One Walk Houston will be held on Saturday, Nov. 3, at NRG Stadium. The walk is one of the largest fundraisers for type 1 diabetes that JDRF holds.

According to JDRF Executive Director Rick Byrd, type 1 diabetes (T1D) is an auto immune disease in which a person’s immune system kills off insulin producing cells in the pancreas. Therefore, the person is insulin dependent and not able to control their blood sugar levels.

“One and a quarter million adults are living with T1D,” Byrd said. “The rate of diagnosis has increased 21 percent between 2001 and 2009. By 2050, five million people are expected to live with T1D.”

Chuck Bowman, Group Executive Vice President, and Amegy Bank’s One Walk Corporate Chair, has been living with T1D since he was 29 years old.

Bowman notes that Amegy Bank has been involved with JDRF in a number of ways dating back to 2004. In addition to partnering for One Walk, the bank was also the corporate honoree for JDRF’s 2014 gala.

“There are so many people that are impacted by diabetes, including many of our employees, and many of our customers. Amegy Bank is a long time community oriented and focused bank. We are a reflection of the community we serve,” Bowman said.

In addition to being diagnosed with T1D himself, Bowman’s daughter was diagnosed at the age of 7.

“It is a very personal thing for me,” Bowman says about being the corporate chair.

Byrd says that there are multiple misconceptions about T1D, including that it is not a juvenile disease, and that it has nothing to do with diets.

“It’s not because you eat way too much sugar. We do not know what triggers it,” Byrd said.

Byrd continues, “People with T1D, using the right forms of treatment and management, can live a healthy, normal life.
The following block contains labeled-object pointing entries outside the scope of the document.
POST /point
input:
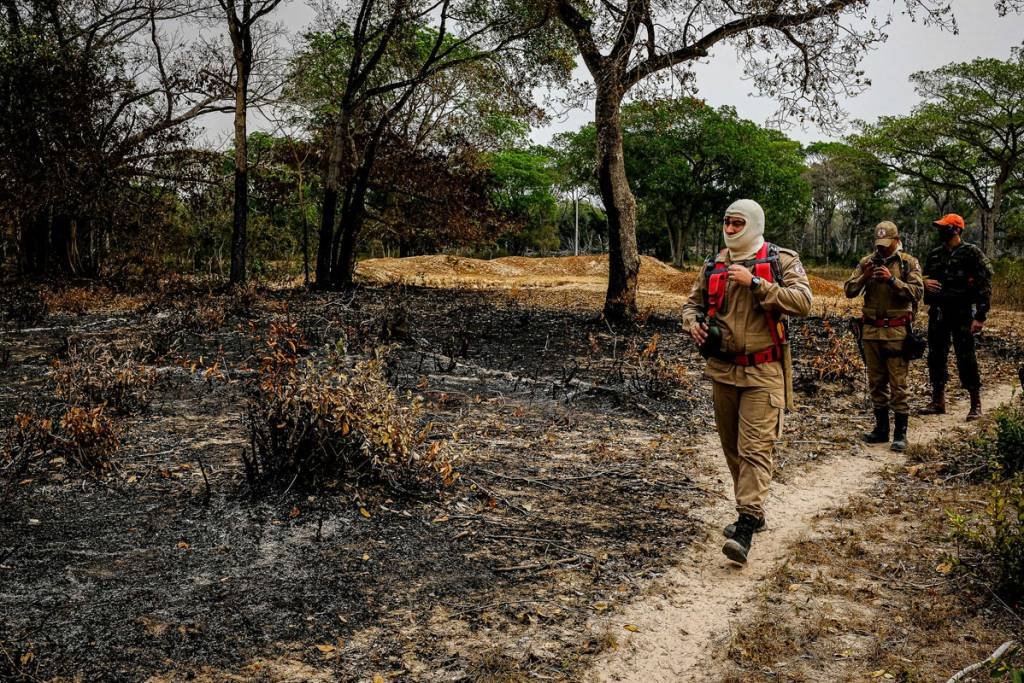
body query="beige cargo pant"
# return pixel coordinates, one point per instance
(887, 374)
(749, 419)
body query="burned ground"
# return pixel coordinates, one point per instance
(574, 488)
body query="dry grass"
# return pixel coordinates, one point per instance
(872, 598)
(565, 282)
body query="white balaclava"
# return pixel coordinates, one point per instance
(744, 245)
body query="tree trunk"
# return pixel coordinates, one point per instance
(989, 219)
(65, 240)
(329, 206)
(34, 248)
(352, 217)
(241, 213)
(624, 260)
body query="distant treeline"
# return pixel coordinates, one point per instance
(395, 131)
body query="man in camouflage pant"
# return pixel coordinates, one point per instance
(892, 285)
(958, 291)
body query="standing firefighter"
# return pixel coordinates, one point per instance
(957, 289)
(736, 314)
(892, 285)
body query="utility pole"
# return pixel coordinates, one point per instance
(576, 202)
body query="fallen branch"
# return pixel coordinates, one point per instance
(537, 565)
(992, 658)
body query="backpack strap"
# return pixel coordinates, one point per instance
(717, 274)
(766, 266)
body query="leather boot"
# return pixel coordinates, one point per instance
(881, 432)
(975, 412)
(730, 529)
(938, 404)
(738, 546)
(899, 432)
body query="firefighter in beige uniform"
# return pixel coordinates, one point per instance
(745, 292)
(892, 285)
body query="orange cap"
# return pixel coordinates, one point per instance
(950, 220)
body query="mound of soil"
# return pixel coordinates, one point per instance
(587, 272)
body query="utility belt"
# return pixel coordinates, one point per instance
(901, 322)
(770, 354)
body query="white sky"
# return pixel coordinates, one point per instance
(910, 47)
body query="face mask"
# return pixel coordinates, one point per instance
(744, 245)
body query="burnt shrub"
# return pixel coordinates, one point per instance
(99, 377)
(26, 443)
(990, 545)
(1009, 457)
(825, 352)
(82, 438)
(314, 424)
(651, 375)
(24, 308)
(87, 437)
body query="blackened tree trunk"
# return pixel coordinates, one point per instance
(329, 207)
(624, 260)
(34, 246)
(64, 238)
(240, 29)
(352, 218)
(240, 214)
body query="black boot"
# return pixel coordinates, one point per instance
(881, 433)
(738, 546)
(899, 432)
(975, 412)
(730, 529)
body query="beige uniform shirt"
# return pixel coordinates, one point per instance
(885, 300)
(741, 317)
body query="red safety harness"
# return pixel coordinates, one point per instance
(902, 321)
(765, 265)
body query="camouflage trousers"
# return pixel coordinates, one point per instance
(749, 420)
(887, 374)
(944, 327)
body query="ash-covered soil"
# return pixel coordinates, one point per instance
(578, 484)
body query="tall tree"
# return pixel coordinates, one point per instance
(95, 107)
(802, 52)
(967, 135)
(242, 17)
(847, 183)
(381, 54)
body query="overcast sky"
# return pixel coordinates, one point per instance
(910, 47)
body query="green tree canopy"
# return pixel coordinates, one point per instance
(966, 135)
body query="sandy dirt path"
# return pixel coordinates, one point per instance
(690, 608)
They have to become their pancreas in a sense, which can be a burden, but there is a lot of people out there living healthy lives.”

“Living with diabetes means that you live with it every day, 24 hours. You have to take your blood sugars routinely. You have to pay attention to your diet in general. I think a lot of people take that for granted,” Bowman said.

Byrd expects 7,000 - 10,000 people at the One Walk Houston event. The walk is 2.2 miles. People can register to talk until the morning of the event. Check in as 8 a.m. with the walk starting at 9:30 a.m. There will also be a One Walk event in The Woodlands at the Lone Star College Montgomery campus on Nov. 10.

“It will be a great morning of networking and fellowship,” Byrd said. “Across this country in the fall, and in the spring we will have a million people participating in these walks. Our total goal is over $1 million combined.”

Byrd notes that 80 cents to every dollar raised goes toward JDRF’s mission, which is to treat, prevent and ultimately cure. This also includes outreach into the community. When a new individual is diagnosed, JDRF has a team to reach out to those people.

“It’s good to get a call from someone who has been in your shoes and provides a support system,” Byrd said.

“I truly believe that JDRF and the research work that they do, they will find a cure for this disease. Helping to raise money on something that will have such a meaningful impact is so important,” Bowman said.